[Simh] Simulator development: Advice on system timing

Paul Koning paulkoning at comcast.net
Thu Oct 26 14:15:46 EDT 2017


> On Oct 26, 2017, at 1:55 PM, Seth Morabito <web at loomcom.com> wrote:
> 
> Hello all, and especially those who have written or are writing
> simulators,
> 
> I'm battling system timing in the 3B2/400 emulator I'm working on. As
> with any system, particular activities such as disk seeks, reads, and
> writes must be completed within certain margins -- if they happen too
> early or too late, an interrupt will be missed.

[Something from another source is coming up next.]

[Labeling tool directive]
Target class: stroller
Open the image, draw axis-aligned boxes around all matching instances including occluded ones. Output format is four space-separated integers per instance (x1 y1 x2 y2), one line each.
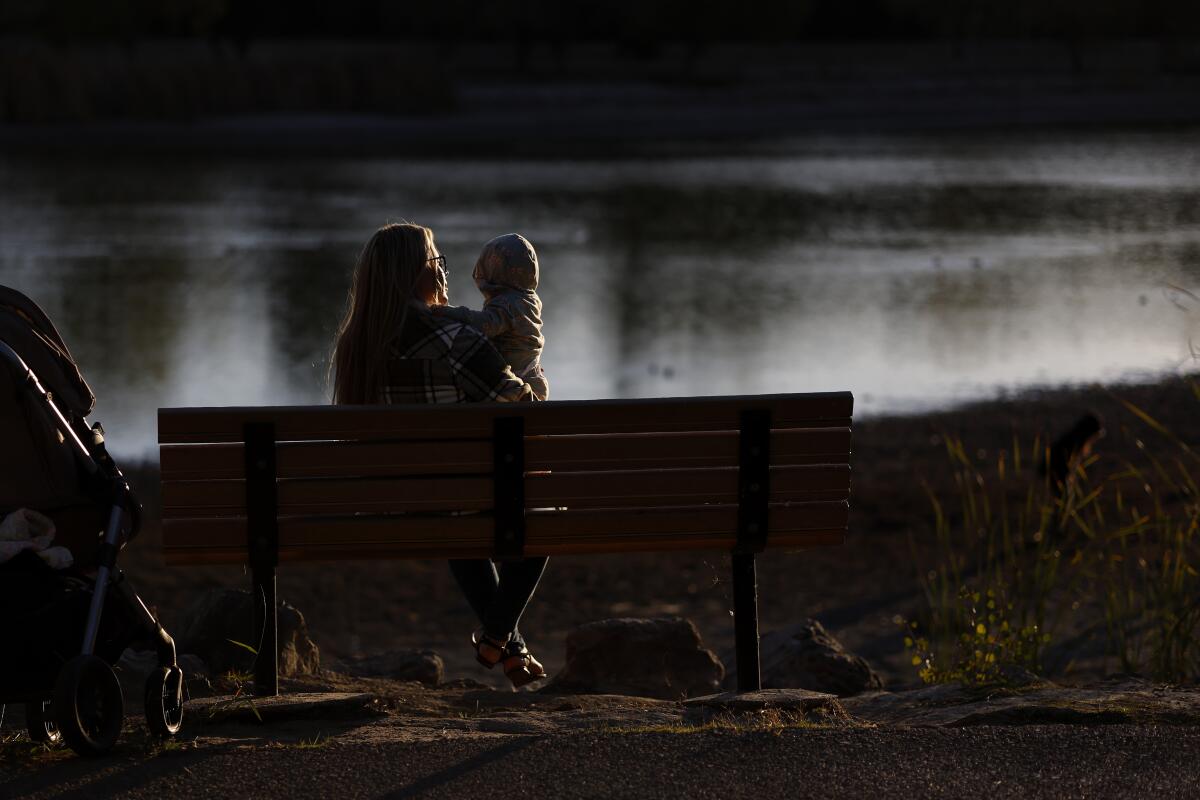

But the "fudge factor",
> so to speak, seems pretty tight on the 3B2, possibly because it runs at
> a system clock frequency of 10MHz.

In most systems, odd things can happen if interrupts happen too soon.  If an I/O completes essentially instantaneously, then software that relies on being able to start I/O, then do some more stuff, and count on that completing before the interrupt -- even though interrupts are enabled -- will break.

The correct description for such software is "defective" though there certainly is quite a lot of it in the wild.

For this reason, simulators need to delay interrupts by some number of instruction times, and SIMH makes that easy.  But it doesn't normally matter that the timing is not exact, all that's needed in most cases that the interrupt is held off long enough to work around the sort of poorly written code I mentioned.  So if you base your delays on average instruction times and average I/O latency, you'll normally be fine.  In the 3B2 case, with 10 MHz clock and an average of 8 cycles per instruction, that's 1.25 MIPS.  A disk I/O might take 20 ms (1/2 rotation at 3600 RPM), so that would be 25,000 instruction times.  Quite likely you could crank that number way down and have the code still run.

If you want to have realistic timing, that's a different matter.  You'd find yourself tracking the cylinder position and charging for seek timing.  The DECtape emulation does that, and it matters because some operating systems (TOPS-10, VMS) do tape position prediction based on elapsed time.  But that's an unusual case.